Kotian innanzi tutto si rivolge al principe di Galizia, Mtislav suo consuocero, il quale stringe un’alleanza con i principi di Smolensk, Kiev e Chernigov che nel maggio 1223 si riuniranno nei pressi del corso inferiore del Don.

Uniti formeranno un esercito forte di 80.000 uomini che in un primo momento sembra possa intimorire i 20.000 dell’avanguardia di Subedei.

Incominciano ad indietreggiare e lo faranno per nove giorni consecutivi sino a raggiungere le sponde del fiume Kalka.

All’inseguimento dell’esercito mongolo solo i Galiziani e i Turchi che hanno lasciato nelle retrovie i loro alleati.

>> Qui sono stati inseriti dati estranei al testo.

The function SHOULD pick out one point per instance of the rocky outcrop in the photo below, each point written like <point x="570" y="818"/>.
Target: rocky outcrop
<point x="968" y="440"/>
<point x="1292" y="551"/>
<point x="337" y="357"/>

Ora, però, sono in numero inferiore rispetto ai loro avversari che sono tutti ottimamente equipaggiati e montano forti cavalli.

Solo i più ricchi tra gli uomini di Mtislav, dispongono di cavalcature, elmi, cotte e scudi metallici, la parte restante dell’esercito è composta di fanti leggeri con poca mobilità e scarsamente addestrati nel coordinarsi in manovre diversive.

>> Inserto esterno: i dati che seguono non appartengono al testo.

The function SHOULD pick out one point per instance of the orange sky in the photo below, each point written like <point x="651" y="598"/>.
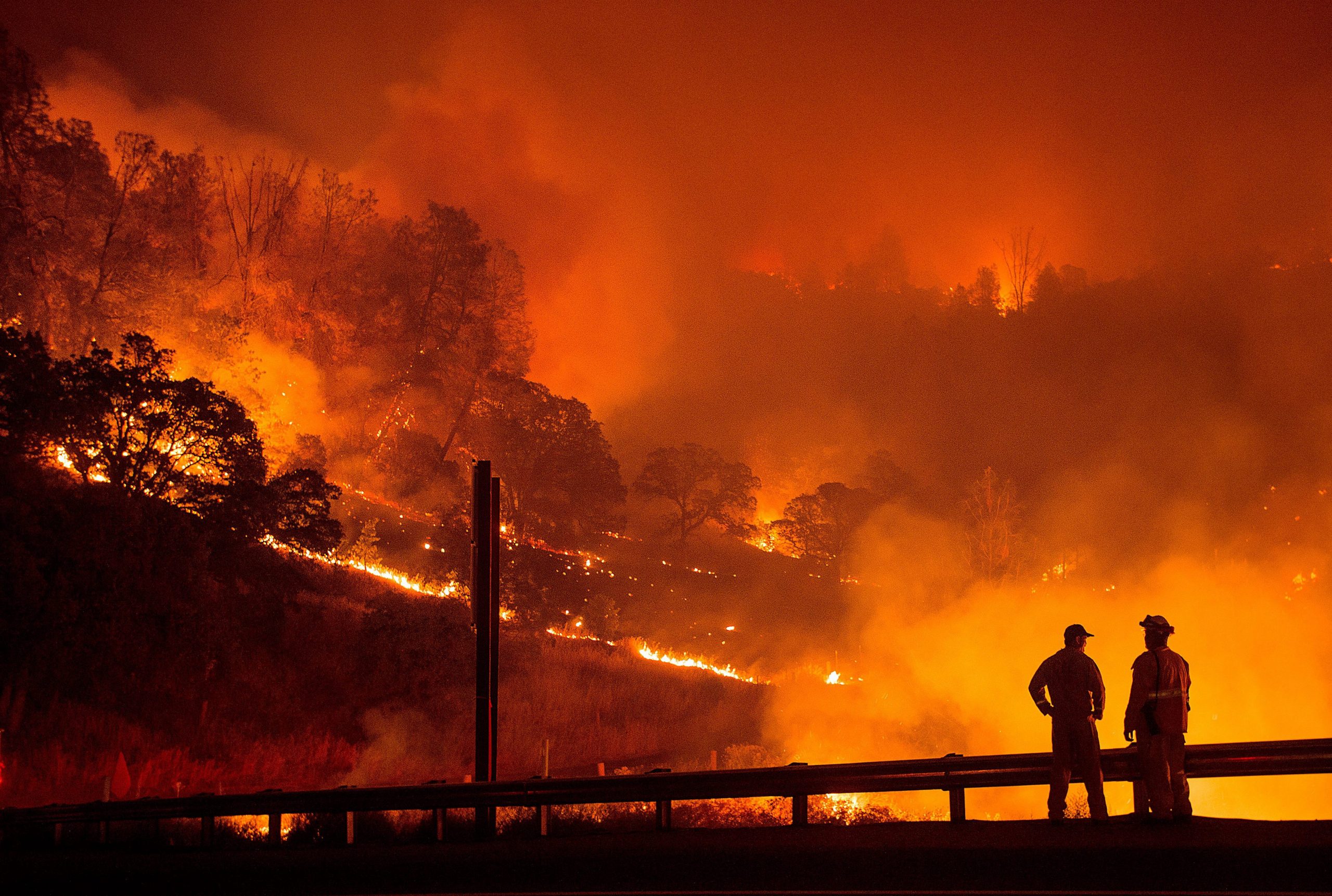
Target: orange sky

Sono il bersaglio ideale per i Mongoli che veloci come il vento, caricano, scoccano le loro frecce da distanza di sicurezza e altrettanto velocemente si ritirano per ricompattare i ranghi.

Ora che i nemici non fuggono più, i Galiziani attendono con fermezza la carica dei Mongoli.

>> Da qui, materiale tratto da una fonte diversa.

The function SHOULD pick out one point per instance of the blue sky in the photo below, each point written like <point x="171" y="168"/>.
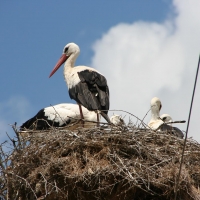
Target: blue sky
<point x="33" y="34"/>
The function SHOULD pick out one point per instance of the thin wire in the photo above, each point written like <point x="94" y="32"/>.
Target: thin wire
<point x="176" y="188"/>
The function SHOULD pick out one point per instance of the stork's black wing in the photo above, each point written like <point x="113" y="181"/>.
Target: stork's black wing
<point x="40" y="122"/>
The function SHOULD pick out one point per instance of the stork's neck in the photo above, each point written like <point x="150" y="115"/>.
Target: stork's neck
<point x="70" y="62"/>
<point x="155" y="113"/>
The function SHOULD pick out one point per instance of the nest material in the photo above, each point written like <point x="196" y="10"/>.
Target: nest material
<point x="97" y="164"/>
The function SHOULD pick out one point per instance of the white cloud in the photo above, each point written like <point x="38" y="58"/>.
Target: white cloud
<point x="15" y="109"/>
<point x="146" y="59"/>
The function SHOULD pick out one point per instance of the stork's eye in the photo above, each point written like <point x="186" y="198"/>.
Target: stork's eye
<point x="66" y="49"/>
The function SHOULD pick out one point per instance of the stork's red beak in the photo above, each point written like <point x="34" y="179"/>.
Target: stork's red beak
<point x="62" y="59"/>
<point x="160" y="106"/>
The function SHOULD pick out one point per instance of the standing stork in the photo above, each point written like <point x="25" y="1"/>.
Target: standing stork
<point x="158" y="122"/>
<point x="86" y="85"/>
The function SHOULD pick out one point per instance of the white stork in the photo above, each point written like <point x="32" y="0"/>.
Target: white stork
<point x="158" y="123"/>
<point x="176" y="131"/>
<point x="59" y="115"/>
<point x="86" y="85"/>
<point x="155" y="121"/>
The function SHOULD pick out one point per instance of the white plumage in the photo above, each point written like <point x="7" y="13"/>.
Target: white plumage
<point x="86" y="85"/>
<point x="58" y="116"/>
<point x="155" y="121"/>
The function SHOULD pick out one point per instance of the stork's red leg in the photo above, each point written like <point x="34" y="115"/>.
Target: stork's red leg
<point x="97" y="119"/>
<point x="81" y="113"/>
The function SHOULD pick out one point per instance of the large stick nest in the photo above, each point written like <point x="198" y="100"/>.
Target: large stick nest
<point x="104" y="164"/>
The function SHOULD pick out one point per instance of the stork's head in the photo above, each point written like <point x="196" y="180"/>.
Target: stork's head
<point x="117" y="120"/>
<point x="156" y="103"/>
<point x="166" y="118"/>
<point x="71" y="49"/>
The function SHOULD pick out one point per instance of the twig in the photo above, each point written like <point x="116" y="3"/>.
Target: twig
<point x="177" y="183"/>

Ancor prima che i Russi e i Comani possano incrociare le armi con i Mongoli, i Galiziani sono investiti da un’incessante pioggia di frecce a cui non potranno rispondere in modo adeguato, poiché dispongono di pochissime armi da lancio.

L’attacco improvviso getta i capi nella confusione.

Impotenti non riescono a riorganizzare i soldati assaliti dal panico, mentre nuovamente i Mongoli si ritirano.

Quando udirono nuovamente il potente boato della seconda carica mongola, gli uomini di Mtislav e Kotian, colti dal terrore, subiscono un’ ulteriore attacco.

Dopo l’attacco un corpo a corpo che si frammenta in tanti piccoli duelli, mentre l’accampamento galiziano, posto non molto lontano, viene raggiunto dall’esercito mongolo.

Nell’accampamento fortificato, Mtislav si difende con la forza della disperazione, giungendo persino a far giustiziare i parlamentari mongoli con i quali stava trattando una resa onorevole.

Alcune giornate di marcia dividono gli alleati di Kiev e Chemingov dagli assediati e non servirà nemmeno una strenua resistenza di tre giorni per dare tempo ai rinforzi di portare i soccorsi.

Conquistato l’accampamento Subedei fa uccidere Mtislav facendolo avvolgere in un tappeto e soffocandolo.

Questa era la morte che i Mongoli tributavano ad un nemico rispettato, poiché in questo modo il sangue non sarebbe entrato in contatto con la terra.

La notizia della disfatta fu portata dai pochi scampati al principe di Kiev e ai suoi alleati che nulla poterono fare se non ritirarsi velocemente nei propri stati.

Pago del risultato ottenuto, Subedei non sfruttò la propria vittoria per distruggere i restanti tre eserciti. Dopo una pausa di ristoro proseguì verso Occidente occupando una ricca colonia della Repubblica di Genova, Soldaja, affacciata sul Mar Nero.

Alcuni mesi dopo la battaglia del Kalka, l’esercito mongolo effettuò una campagna di depredazione contro la Bulgaria per poi, finalmente, far ritorno alla corte di Gengis Khan.

Nel 1237, dieci anni dopo la morte di Gengis Khan suo nipote Batu nuovamente invase la Russia che rimarrà possedimento mongolo per circa 250 anni.